3. O prólogo: amar discursos, brincar com discursos

3.1. A brincadeira de Oritia e Fedro

Enquanto Sócrates e Fedro encaminham-se ao local escolhido para ler o texto de Lísias, Fedro pergunta a Sócrates se, conforme dizem, não teria sido por ali, nas margens do Ilisso, que Oritia fora arrebatada por Bóreas, o deus do vento norte – ali, acrescenta Fedro, de fato seria lugar adequado para donzelas brincarem (paídzein). Tendo sido perguntado, em seguida, se acreditaria nesse mito, Sócrates responde que não seria estranho se, como os sábios da moda, desacreditasse a história, à qual então poderia acrescentar que Oritia fora lançada contra as pedras do local pelo sopro de Bóreas enquanto brincava com Pharmakeia108. A referência a essa história trágica que se teria passado no mesmo local em que Sócrates e Fedro estão agora suscita, de repente, alguma apreensão no leitor, em claro contraste com o clima tão tranquilo da cena. Acontecerá algo do gênero aí? Sócrates já falou que Fedro teria encontrado em Sócrates um apaixonado por discursos como ele e companheiro para seus delírios coribânticos: estaria Sócrates, um velho matreiro de aspecto selvagem, prestes a corromper Fedro, jovem efeminado e inocente como Oritia?
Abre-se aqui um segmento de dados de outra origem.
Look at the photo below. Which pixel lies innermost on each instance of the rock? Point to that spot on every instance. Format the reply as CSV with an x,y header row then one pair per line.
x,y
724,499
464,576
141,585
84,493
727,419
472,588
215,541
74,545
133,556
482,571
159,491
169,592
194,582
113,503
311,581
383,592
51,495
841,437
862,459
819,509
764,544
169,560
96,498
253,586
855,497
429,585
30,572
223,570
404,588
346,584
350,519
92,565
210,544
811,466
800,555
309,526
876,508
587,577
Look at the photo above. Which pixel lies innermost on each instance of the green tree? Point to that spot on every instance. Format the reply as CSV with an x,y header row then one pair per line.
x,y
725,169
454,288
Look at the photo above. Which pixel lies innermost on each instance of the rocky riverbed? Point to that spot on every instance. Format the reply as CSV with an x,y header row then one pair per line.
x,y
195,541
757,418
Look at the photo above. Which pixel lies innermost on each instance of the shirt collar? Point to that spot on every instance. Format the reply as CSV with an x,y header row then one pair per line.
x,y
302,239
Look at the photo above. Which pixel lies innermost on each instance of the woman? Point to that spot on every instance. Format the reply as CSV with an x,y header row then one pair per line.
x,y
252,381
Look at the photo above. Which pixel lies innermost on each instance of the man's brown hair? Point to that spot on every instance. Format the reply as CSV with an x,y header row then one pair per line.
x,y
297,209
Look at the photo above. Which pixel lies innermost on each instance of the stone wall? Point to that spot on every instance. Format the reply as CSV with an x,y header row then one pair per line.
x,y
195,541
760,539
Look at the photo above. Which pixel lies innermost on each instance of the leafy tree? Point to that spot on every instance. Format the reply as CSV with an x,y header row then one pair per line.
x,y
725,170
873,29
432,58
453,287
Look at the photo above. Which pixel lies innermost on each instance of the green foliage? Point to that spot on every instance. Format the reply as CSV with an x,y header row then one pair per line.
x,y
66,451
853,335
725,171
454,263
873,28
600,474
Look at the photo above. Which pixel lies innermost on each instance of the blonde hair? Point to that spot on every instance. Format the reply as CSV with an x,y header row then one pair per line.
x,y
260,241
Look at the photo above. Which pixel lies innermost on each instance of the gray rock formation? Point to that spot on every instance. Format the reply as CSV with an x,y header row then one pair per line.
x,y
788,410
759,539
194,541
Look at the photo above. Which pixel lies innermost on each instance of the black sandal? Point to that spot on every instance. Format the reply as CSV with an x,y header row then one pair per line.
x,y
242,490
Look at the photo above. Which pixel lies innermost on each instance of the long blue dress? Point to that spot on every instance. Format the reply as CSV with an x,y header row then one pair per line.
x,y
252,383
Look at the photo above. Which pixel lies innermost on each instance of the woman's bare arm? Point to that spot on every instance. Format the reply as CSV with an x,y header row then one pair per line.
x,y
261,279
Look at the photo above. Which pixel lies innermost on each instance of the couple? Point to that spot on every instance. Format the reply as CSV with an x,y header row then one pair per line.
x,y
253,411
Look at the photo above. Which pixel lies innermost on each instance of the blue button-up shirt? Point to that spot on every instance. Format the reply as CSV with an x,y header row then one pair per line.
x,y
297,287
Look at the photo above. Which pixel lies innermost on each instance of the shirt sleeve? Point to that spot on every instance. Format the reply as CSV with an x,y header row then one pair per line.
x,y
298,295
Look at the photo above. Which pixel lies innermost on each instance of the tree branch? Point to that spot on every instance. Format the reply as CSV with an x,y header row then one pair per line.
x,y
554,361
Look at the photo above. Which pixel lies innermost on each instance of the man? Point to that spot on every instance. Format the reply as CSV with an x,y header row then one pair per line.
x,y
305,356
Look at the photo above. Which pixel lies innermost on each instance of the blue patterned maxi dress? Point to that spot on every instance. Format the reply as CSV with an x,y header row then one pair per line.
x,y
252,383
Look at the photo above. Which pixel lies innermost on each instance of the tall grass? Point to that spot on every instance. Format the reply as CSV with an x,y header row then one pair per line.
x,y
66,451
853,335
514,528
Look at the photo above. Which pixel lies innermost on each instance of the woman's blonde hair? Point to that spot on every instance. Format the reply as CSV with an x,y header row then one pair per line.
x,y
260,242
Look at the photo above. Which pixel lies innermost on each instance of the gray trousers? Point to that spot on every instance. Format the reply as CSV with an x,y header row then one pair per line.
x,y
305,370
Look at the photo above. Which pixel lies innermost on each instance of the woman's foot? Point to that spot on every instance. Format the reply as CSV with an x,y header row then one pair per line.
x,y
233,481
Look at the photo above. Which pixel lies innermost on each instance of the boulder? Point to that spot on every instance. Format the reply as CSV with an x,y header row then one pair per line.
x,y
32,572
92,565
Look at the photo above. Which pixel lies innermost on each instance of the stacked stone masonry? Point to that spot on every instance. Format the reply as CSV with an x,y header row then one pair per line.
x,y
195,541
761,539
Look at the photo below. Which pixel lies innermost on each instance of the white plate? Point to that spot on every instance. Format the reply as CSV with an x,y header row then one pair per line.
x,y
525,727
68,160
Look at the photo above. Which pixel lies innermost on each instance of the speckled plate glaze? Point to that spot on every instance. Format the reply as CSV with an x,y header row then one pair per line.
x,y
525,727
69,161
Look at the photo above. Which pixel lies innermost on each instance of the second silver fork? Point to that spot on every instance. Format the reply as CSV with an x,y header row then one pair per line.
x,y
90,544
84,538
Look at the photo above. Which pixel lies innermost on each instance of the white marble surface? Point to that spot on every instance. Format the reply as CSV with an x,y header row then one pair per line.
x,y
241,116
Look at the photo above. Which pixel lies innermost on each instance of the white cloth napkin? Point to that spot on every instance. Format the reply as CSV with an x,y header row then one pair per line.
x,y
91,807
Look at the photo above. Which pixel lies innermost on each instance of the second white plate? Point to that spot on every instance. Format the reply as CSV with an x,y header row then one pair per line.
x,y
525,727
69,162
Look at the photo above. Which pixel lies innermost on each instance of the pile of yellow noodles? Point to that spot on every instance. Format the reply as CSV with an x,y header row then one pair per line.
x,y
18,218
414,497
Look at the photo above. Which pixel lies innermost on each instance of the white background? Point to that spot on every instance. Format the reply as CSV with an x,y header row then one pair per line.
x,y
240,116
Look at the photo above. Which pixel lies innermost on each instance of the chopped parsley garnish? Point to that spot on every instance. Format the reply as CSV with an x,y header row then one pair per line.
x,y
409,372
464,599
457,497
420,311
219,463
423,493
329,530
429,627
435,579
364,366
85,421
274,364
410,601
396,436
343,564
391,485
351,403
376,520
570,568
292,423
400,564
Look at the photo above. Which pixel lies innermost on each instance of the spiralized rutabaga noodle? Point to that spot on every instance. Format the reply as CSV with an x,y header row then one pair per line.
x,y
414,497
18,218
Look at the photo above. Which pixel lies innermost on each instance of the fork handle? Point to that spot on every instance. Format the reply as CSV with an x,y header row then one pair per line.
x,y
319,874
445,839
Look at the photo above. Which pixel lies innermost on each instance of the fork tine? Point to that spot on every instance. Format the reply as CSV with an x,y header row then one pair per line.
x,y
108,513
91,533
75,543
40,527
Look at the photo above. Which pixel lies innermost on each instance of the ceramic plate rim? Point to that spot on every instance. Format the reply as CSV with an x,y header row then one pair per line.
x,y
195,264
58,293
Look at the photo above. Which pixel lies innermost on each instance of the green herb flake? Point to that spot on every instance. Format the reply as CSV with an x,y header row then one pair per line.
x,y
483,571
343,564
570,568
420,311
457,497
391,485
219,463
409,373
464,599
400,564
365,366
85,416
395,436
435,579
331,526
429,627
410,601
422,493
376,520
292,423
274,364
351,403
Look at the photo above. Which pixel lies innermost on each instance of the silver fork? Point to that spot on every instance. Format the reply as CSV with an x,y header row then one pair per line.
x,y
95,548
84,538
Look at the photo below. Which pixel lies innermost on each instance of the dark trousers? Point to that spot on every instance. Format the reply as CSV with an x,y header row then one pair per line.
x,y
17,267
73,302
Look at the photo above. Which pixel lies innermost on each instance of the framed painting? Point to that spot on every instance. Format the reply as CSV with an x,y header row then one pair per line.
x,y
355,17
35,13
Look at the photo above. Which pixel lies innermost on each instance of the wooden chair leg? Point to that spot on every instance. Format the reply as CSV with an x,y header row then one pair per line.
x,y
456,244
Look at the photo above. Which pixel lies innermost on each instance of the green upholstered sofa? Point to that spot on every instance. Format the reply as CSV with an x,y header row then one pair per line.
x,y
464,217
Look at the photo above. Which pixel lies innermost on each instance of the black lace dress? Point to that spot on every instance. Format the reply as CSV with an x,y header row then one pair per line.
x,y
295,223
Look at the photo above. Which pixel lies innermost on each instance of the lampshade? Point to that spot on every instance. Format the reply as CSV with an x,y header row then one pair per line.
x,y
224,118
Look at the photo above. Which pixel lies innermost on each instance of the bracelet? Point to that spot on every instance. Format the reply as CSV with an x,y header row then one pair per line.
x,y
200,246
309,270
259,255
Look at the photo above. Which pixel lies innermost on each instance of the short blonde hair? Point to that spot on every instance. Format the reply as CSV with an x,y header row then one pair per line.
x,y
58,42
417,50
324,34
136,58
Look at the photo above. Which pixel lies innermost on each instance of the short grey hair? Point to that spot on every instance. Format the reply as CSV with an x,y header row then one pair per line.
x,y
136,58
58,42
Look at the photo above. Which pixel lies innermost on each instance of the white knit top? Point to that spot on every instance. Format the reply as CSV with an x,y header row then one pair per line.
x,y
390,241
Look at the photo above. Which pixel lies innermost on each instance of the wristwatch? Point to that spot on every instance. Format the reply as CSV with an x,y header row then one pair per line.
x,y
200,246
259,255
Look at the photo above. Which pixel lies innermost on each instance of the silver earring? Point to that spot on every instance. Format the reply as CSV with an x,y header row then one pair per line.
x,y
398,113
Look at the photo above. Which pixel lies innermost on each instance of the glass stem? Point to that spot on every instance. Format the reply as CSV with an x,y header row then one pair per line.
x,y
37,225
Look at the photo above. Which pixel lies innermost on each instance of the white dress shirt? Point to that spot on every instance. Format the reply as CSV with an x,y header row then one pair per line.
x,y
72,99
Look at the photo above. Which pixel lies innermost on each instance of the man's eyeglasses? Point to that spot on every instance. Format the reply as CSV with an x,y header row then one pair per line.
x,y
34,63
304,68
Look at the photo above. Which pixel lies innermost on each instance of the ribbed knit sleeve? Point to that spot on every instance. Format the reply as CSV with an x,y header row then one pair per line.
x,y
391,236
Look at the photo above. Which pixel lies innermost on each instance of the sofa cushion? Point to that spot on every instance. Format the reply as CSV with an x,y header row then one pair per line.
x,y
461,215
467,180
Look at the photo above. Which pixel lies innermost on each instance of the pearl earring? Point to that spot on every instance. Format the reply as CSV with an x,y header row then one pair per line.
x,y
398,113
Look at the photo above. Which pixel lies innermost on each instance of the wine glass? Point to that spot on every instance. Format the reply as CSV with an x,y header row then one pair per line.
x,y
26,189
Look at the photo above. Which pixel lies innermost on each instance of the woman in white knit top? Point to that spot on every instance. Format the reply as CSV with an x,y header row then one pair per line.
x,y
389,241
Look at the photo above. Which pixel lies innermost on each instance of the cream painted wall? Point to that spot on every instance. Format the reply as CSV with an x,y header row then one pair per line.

Interpretação sofística e interpretação filosófica de mitos

A interpretação mais comum da passagem enfatiza os diferentes modos de lidar com mitos e discursos que Sócrates e Fedro manifestariam109. Por esse meio, Platão estaria assinalando como o próprio leitor deve lidar com seu (s) diálogo (s) e, principalmente, com os mitos presentes nele (s). De fato, Sócrates logo percebeu na pergunta a postura incrédula de Fedro e seu interesse em ouvir uma naturalização, ou melhor, uma historicização sofisticada110 do mito. Daí Sócrates acrescentar que, se fosse isso do seu feitio, poderia dizer que, na

                                                                                                                         

108 229b-229d.

109 FERRARI, 2002, p.11; GRISWOLD, 1996, p.37-38; HACKFORTH, 2001, p.26, embora Hackforth passe ao largo do elemento mítico mais importante nos discursos de Sócrates.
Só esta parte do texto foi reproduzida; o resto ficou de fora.